U.S. Opens Debate on Mideast Economic Plan

MANAMA (Reuters) —
A Palestinian demonstrator gestures as he chants slogans during a protest against Bahrain’s workshop for the U.S. Middle East peace plan, in Gaza City, Wednesday. (Reuters/Mohammed Salem)

The Trump administration sought on Wednesday to win support for an economic plan it says will be a foundation for Israeli-Palestinian peace but which Palestinians and many other Arabs dismiss as pointless without a political solution to the decades-old conflict.

President Donald Trump’s senior adviser and son-in-law Jared Kushner opened a international meeting in Bahrain on Tuesday evening by urging Palestinians, whose leadership is boycotting the event, to think outside the “traditional box” for an economic pathway that he said was a precondition for peace.

International Monetary Fund managing director, Christine Lagarde, told the first panel session that the Fund’s experience in conflict-riven countries around the world showed it can be a struggle to generate economic growth in such an environment.

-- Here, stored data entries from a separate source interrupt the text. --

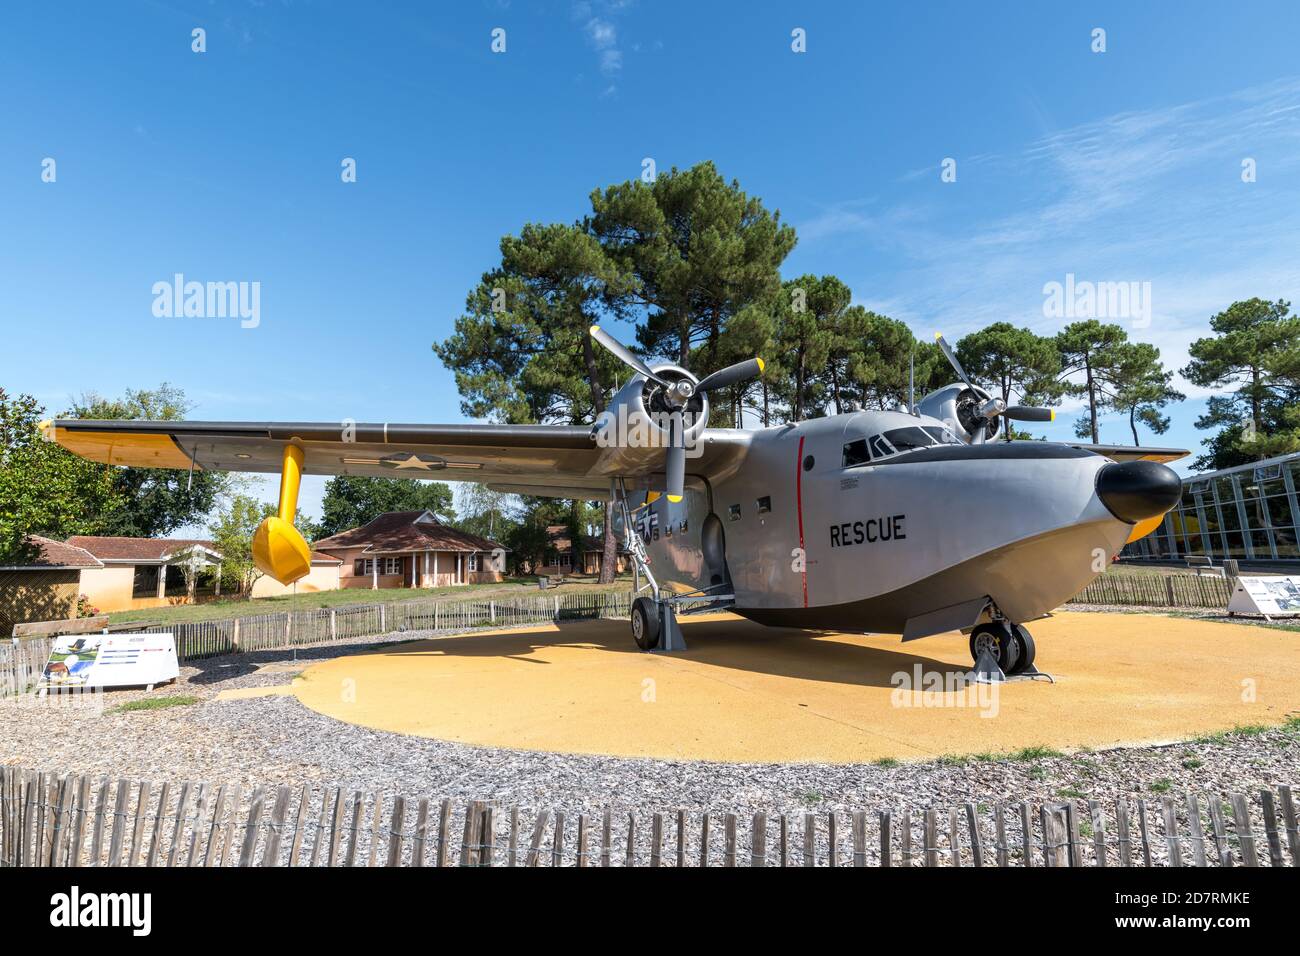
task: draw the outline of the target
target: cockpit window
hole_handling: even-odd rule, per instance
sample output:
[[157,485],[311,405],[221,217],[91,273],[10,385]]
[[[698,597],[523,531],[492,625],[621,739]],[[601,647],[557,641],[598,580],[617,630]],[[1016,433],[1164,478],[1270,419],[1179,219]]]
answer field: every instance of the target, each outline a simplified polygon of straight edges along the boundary
[[922,425],[925,433],[933,438],[940,445],[960,445],[961,439],[950,432],[948,429],[939,425]]
[[940,425],[908,425],[893,428],[883,435],[858,438],[844,444],[844,467],[867,465],[891,455],[930,448],[934,445],[960,445],[951,431]]
[[852,468],[854,465],[865,465],[869,461],[871,461],[871,454],[867,451],[867,440],[865,438],[859,438],[857,441],[845,443],[845,468]]
[[937,445],[939,442],[932,435],[917,425],[909,425],[906,428],[894,428],[885,432],[885,437],[889,443],[899,451],[912,451],[916,448],[929,448],[931,445]]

Neither the Israeli nor Palestinian governments are attending the event. Prime Minister Binyamin Netanyahu, a close Trump ally, said Israel was open to the proposal.

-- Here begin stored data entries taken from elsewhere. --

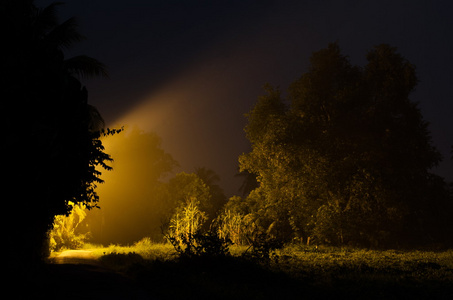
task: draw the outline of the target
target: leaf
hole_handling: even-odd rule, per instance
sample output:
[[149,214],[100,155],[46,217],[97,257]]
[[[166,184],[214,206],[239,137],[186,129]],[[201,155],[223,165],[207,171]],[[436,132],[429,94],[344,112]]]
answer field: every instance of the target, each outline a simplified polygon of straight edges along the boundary
[[107,67],[95,58],[78,55],[64,61],[65,69],[80,78],[108,78]]

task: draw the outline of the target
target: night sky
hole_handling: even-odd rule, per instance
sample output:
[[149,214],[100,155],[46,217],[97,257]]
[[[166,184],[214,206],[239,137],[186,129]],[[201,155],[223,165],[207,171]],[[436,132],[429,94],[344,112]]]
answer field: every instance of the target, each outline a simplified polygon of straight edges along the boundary
[[[53,1],[36,1],[38,7]],[[86,54],[110,79],[83,80],[108,126],[156,132],[180,163],[207,167],[226,195],[238,193],[237,157],[249,150],[244,114],[263,85],[288,85],[307,71],[312,52],[338,41],[353,64],[373,46],[398,48],[417,67],[411,99],[430,122],[444,156],[435,170],[453,180],[453,2],[444,1],[153,1],[66,0],[87,40]]]

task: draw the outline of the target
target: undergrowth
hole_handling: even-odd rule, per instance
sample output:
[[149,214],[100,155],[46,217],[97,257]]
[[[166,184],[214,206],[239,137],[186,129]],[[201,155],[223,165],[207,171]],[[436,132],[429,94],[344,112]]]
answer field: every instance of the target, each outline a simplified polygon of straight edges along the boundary
[[171,244],[150,239],[92,251],[104,266],[164,300],[453,299],[453,250],[263,247],[267,259],[235,245],[228,255],[181,256]]
[[85,249],[92,251],[93,256],[101,258],[110,254],[136,253],[145,260],[171,260],[177,256],[176,251],[168,243],[154,243],[150,238],[143,238],[130,246],[111,244],[108,247],[87,244]]

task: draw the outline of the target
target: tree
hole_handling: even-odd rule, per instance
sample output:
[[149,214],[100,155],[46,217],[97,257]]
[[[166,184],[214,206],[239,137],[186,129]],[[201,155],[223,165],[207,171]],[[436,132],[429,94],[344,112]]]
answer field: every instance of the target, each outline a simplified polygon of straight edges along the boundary
[[234,177],[242,177],[243,182],[239,188],[242,196],[247,196],[251,191],[258,187],[258,181],[256,180],[256,174],[250,173],[247,170],[237,173]]
[[[5,114],[1,151],[3,190],[16,193],[6,209],[26,220],[27,230],[11,230],[11,260],[24,269],[37,262],[45,234],[58,214],[73,203],[96,206],[95,188],[111,157],[100,137],[99,112],[88,104],[79,77],[105,75],[105,67],[87,56],[65,59],[64,50],[83,39],[73,18],[59,23],[58,3],[38,9],[32,0],[0,5],[3,57],[0,82]],[[20,266],[14,266],[19,268]]]
[[209,187],[195,173],[176,174],[167,184],[167,193],[167,203],[171,215],[178,208],[185,207],[189,203],[194,203],[203,213],[212,210]]
[[235,245],[247,245],[255,231],[255,224],[251,215],[225,210],[218,217],[217,233],[220,238],[230,239]]
[[207,212],[212,210],[209,187],[196,174],[181,172],[169,180],[165,191],[169,222],[162,231],[172,243],[190,245],[193,235],[209,219]]
[[206,213],[199,209],[197,199],[187,198],[185,204],[176,208],[170,219],[166,237],[175,248],[187,245],[188,249],[185,250],[191,252],[192,239],[200,232],[206,220]]
[[223,189],[217,184],[220,181],[219,175],[211,169],[207,168],[196,168],[195,174],[203,180],[203,182],[208,186],[209,193],[211,194],[211,210],[208,211],[208,215],[211,216],[211,219],[214,218],[216,213],[223,207],[226,203],[226,196],[223,192]]
[[330,44],[313,53],[287,101],[267,86],[247,115],[252,151],[240,169],[257,174],[251,196],[268,232],[382,246],[428,241],[440,229],[433,211],[447,200],[429,173],[439,152],[409,99],[415,67],[388,45],[367,59],[353,66]]

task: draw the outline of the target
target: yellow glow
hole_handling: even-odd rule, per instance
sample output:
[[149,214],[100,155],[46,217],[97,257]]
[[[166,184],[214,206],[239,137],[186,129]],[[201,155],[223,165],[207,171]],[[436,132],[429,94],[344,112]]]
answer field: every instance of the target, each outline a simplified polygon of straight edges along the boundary
[[162,149],[160,138],[138,128],[103,140],[114,161],[113,171],[102,171],[97,188],[100,209],[87,213],[93,243],[132,243],[144,236],[162,238],[160,225],[165,203],[160,194],[161,175],[175,165]]
[[86,206],[68,201],[71,212],[68,216],[58,215],[54,218],[52,230],[49,231],[51,251],[61,248],[78,248],[87,239],[89,233],[81,228],[86,217]]

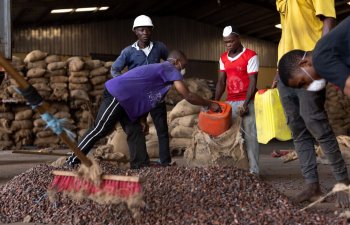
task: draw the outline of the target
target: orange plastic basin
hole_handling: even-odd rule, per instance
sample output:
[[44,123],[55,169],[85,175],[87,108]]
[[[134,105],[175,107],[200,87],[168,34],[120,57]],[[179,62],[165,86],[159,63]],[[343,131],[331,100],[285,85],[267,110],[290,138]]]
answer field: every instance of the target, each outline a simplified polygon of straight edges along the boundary
[[225,102],[216,103],[220,105],[221,113],[216,113],[211,110],[207,112],[201,111],[198,116],[199,129],[212,136],[219,136],[230,129],[232,124],[231,106]]

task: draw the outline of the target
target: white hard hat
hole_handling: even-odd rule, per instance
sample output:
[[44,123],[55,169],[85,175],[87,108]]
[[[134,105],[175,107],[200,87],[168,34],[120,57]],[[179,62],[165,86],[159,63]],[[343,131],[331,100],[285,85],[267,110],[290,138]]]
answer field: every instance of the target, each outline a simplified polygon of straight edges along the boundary
[[141,15],[136,17],[136,19],[134,20],[134,25],[132,26],[132,30],[134,30],[135,27],[153,27],[153,23],[151,18],[145,15]]

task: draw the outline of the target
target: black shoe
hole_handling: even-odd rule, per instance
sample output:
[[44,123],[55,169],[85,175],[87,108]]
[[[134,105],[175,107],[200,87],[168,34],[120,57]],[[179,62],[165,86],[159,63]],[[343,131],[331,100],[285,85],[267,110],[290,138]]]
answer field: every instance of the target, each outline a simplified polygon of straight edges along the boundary
[[80,165],[80,160],[78,158],[75,158],[75,160],[70,160],[71,157],[69,157],[66,162],[63,164],[63,166],[75,169]]

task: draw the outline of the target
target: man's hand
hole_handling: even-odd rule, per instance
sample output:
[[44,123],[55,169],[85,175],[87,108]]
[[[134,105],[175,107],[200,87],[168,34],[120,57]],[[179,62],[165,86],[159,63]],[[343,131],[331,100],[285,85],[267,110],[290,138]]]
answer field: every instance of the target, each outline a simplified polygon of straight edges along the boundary
[[238,106],[238,115],[240,117],[246,116],[249,114],[249,108],[246,105],[240,105]]
[[213,112],[217,112],[217,113],[222,112],[220,105],[216,102],[211,102],[209,108]]

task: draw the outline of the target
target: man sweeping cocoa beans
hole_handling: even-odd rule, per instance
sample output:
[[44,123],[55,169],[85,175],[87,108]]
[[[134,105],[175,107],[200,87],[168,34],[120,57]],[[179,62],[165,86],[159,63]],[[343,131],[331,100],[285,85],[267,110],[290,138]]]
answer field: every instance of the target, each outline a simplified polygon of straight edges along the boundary
[[[103,101],[94,125],[79,141],[80,150],[88,154],[96,141],[115,129],[118,121],[121,124],[140,121],[142,131],[146,131],[148,125],[145,115],[163,101],[172,85],[190,103],[220,112],[221,109],[217,103],[203,99],[188,90],[180,72],[185,69],[186,65],[187,58],[184,53],[175,50],[163,63],[139,66],[122,76],[107,81]],[[134,144],[142,143],[135,142]],[[142,166],[148,165],[147,155],[143,152],[129,150],[131,168],[140,168],[140,162],[144,162]],[[80,164],[80,161],[75,155],[72,155],[68,158],[67,163],[73,166]]]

In Gaza on Tuesday, the Islamist group Hamas and its rival Fatah, the movement of Chairman Mahmoud Abbas, convened a gathering of leaders and activists in a rare show of unity to voice their rejection of the Manama conference.

Although U.S. allies Saudi Arabia and the United Arab Emirates discreetly support the plan, several Arab states, such as Lebanon, have stayed away, while others including Jordan and Egypt, the two Arab nations that have reached peace with Israel, have sent deputy ministers.

The presence of Sunni Muslim Gulf states in Manama showed they want to encourage closer ties to Israelis – with whom they share a common foe in Shiite Iran – that have largely been under the table, said David Makovsky, a U.S.-based Middle East expert attending the event.

“[But] it’s clear they won’t bypass the Palestinians and do anything they don’t want,” he told Reuters.

Washington hopes wealthy Gulf oil producers will bankroll the plan, which expects donor nations and investors to contribute $50 billion to Palestinian and neighboring Arab state economies.

Saudi minister of state Mohammed Al-Sheikh told the panel that Kushner’s plan was bolstered by inclusion of the private sector as a similar proposal, relying heavily on state funding, had been attempted during the Oslo interim peace deals of the 1990s that eventually collapsed.

“While I accept that peace is essential, back then it was the hope of peace that got them actually excited and moving,” Al-Sheikh said.

But the “economy first” approach toward reviving the moribund peace process could be a hard sell as the political details of the plan, almost two years in the making, remain secret.

The IMF says unemployment stands at 30% in the West Bank and 50% in Gaza, the economy of which has suffered years of blockades as well as recent foreign aid cuts and sanctions by the Palestinian Authority, Hamas’s rival.

Among the 179 proposed infrastructure and business projects is a $5 billion transportation corridor to connect the West Bank and Gaza, according to documents reviewed by Reuters. Some of them have been floated before and stalled for lack of underlying political or security agreements.

“The economic vision has to be linked to resolving the entire conflict, and this doesn’t bring the Israelis and Palestinians any closer together. So I’m not optimistic this plan can materialize anytime soon,” Makovsky said.